Construction didn’t bind Dinkytown used bookstores

by Jennifer Niemela

In Dinkytown, paper is stronger than concrete.
Four small used bookstores in Dinkytown continue to thrive within a four-block area despite last year’s road construction that forced some national franchises out of business. One bookstore even opened on 14th Avenue in the midst of the construction that closed that street.
“I was nervous about opening a store on the wrong end of a dead-end street,” said Cummings Books owner Jim Cummings of his store that opened in November 1996. “But I’m growing. The response has been better than I hoped.”
Store owners attribute their survival during the year and a half of construction — during which Dinkytown lost mainstays like National Camera Exchange and Burger King — to a largely pedestrian audience that is willing to browse.
“We have a loyal clientele,” said Magus Books manager Julie Canny, who added that her store lost very little business during the construction.
Another reason for the success of the bookstores — all of which are owned independently — is the tenaciousness of small-business owners, Canny added.
“Failure is not an option,” she said. “We’re not owners of large chains. A lot of the businesses that folded were franchises.”
Ironically, the four Dinkytown bookstores don’t consider themselves to be competitors despite their close proximity to one another. Rather, store owners said there is a certain camaraderie between the stores.
“We’re sort of a family,” said Cummings. “We’re not competitive.”
One reason for the lack of competition between the stores is the nature of used bookselling. Each store reflects the interests of the owner and therefore merchandise doesn’t necessarily overlap like large chain stores often do.
For example, The Dinkytown Antiquarian Bookstore specializes in more expensive collectors’ editions, while Magus Books concentrates on new age and the occult.
English and composition teaching assistant Curt Leitz, who frequents Dinkytown’s used bookstores, said having four similar stores in such a small area is actually an advantage.
“People who would make the trip to shop used bookstores would want to browse,” he said. “You never know what you’re going to find; what you can’t find at one you might find at another.”
However, Dinkytown Antiquarian Bookstore owner Larry Dingman said the loss of franchise stores in Dinkytown hurts the bookstores because it cuts down on the number of potential customers.
“Businesses like National Camera Exchange brought people in from the outside,” he said. “They’d drive in and park at their meters for an hour and if they had time left over, they’d stop in here.”
But the student population continues to support the bookstores.
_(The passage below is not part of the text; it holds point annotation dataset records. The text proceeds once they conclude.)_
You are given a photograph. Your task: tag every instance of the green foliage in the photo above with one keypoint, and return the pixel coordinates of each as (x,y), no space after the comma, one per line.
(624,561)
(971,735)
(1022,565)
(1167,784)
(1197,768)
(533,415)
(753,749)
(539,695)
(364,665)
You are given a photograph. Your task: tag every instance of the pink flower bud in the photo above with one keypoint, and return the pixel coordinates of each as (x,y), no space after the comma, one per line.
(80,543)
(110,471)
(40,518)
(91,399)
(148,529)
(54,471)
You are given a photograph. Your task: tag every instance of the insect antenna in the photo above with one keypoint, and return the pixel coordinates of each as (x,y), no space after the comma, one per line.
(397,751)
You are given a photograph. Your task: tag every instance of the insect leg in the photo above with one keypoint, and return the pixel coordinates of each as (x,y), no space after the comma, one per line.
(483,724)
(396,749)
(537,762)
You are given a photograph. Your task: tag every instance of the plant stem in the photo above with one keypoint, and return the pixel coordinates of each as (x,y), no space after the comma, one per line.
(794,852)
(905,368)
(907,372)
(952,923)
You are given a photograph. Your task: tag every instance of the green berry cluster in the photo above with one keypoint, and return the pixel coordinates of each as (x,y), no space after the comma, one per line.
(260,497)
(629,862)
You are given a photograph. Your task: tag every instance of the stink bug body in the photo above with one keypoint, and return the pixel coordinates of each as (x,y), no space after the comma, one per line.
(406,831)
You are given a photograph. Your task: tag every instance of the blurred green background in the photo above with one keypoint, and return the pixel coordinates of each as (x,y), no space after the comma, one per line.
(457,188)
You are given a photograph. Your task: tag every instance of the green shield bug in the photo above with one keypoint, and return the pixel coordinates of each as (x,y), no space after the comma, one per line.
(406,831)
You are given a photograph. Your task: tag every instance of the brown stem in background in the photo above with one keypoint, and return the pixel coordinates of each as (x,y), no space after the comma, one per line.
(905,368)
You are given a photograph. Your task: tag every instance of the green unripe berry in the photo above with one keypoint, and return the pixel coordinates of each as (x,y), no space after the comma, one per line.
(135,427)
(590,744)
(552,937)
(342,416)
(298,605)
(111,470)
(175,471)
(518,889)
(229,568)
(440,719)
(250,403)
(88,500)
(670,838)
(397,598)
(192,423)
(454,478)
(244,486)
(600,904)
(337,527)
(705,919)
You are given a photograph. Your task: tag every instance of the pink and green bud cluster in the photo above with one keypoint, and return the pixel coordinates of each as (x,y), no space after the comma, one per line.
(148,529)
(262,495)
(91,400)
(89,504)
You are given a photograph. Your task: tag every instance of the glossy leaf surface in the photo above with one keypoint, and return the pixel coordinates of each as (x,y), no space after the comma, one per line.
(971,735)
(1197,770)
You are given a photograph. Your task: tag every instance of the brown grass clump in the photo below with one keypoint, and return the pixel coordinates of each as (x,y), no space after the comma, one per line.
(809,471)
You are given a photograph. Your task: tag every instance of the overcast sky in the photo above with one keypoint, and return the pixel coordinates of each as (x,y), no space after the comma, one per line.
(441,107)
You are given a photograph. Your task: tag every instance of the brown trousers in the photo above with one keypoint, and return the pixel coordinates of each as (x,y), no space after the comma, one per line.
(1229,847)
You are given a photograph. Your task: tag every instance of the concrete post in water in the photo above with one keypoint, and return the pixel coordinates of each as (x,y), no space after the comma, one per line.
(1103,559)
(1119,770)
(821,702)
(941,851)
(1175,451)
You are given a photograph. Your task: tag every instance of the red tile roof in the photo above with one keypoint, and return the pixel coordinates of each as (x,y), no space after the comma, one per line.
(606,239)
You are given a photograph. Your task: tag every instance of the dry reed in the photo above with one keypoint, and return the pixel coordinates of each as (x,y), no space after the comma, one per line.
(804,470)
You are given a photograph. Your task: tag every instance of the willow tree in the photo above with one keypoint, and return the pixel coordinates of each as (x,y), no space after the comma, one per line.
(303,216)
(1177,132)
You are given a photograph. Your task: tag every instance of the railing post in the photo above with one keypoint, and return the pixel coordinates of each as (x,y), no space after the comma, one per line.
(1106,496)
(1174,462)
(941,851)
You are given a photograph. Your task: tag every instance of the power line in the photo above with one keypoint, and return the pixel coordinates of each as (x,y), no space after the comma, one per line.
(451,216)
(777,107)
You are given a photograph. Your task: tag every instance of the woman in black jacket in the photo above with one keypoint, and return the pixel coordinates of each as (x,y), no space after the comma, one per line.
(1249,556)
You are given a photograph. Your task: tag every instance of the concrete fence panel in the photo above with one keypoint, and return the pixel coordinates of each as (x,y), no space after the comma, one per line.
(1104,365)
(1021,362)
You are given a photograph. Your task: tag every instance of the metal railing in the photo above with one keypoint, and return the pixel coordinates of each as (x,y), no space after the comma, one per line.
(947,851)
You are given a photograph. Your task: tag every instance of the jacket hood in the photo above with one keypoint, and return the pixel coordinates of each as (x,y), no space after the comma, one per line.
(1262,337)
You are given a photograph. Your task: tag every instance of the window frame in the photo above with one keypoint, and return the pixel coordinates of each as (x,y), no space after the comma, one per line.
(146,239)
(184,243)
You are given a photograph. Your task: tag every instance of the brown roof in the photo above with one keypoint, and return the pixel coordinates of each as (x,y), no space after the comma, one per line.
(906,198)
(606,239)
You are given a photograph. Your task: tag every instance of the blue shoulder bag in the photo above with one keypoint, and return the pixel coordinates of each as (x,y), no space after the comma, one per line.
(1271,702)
In fact, independent booksellers, who provide much of the merchandise for used bookstores, target the Dinkytown area because they know there will always be a demand for books.
Book scout Bob Germaine, who buys books from estate sales and sells them to Cummings Books, said Dinkytown provides him with much of his business.
“Part of it is there’s a concentration of people who read near the University,” he said, adding that Cummings also pays him the best prices for his wares.
Book House employee Yanni Raptis, who has worked in used bookstores across the country, said Dinkytown’s student population needs used bookstores because they provide resources University bookstores might not. Books that are out of print that students might need for research are often easier to find at used bookstores than through the University.
“Students are the most important thing,” Raptis said. “We’re a lot more about texts than collectors’ items.”
Institute of Technology freshman John Krochak, who shops Dinkytown bookstores at least once a week, said used books are simply more affordable to students, so it follows that used bookstores would be successful in a campus setting.
“I don’t want to pay full price for a book. Like this book,” he said, holding a hardcover collection of Picasso paintings at Cummings Books. “It’s only $35, whereas full price it’d probably be $70.”
The informal atmosphere of small bookstores is another thing students appreciate, said Cummings, whose store is home to two cats and an aquarium.
Dingman concurred.
“There are always going to be students who enjoy dust-jacketed copies of Nadine Gortimer,” he said. “The bridges had to be fixed, but the stores geared toward students survived.”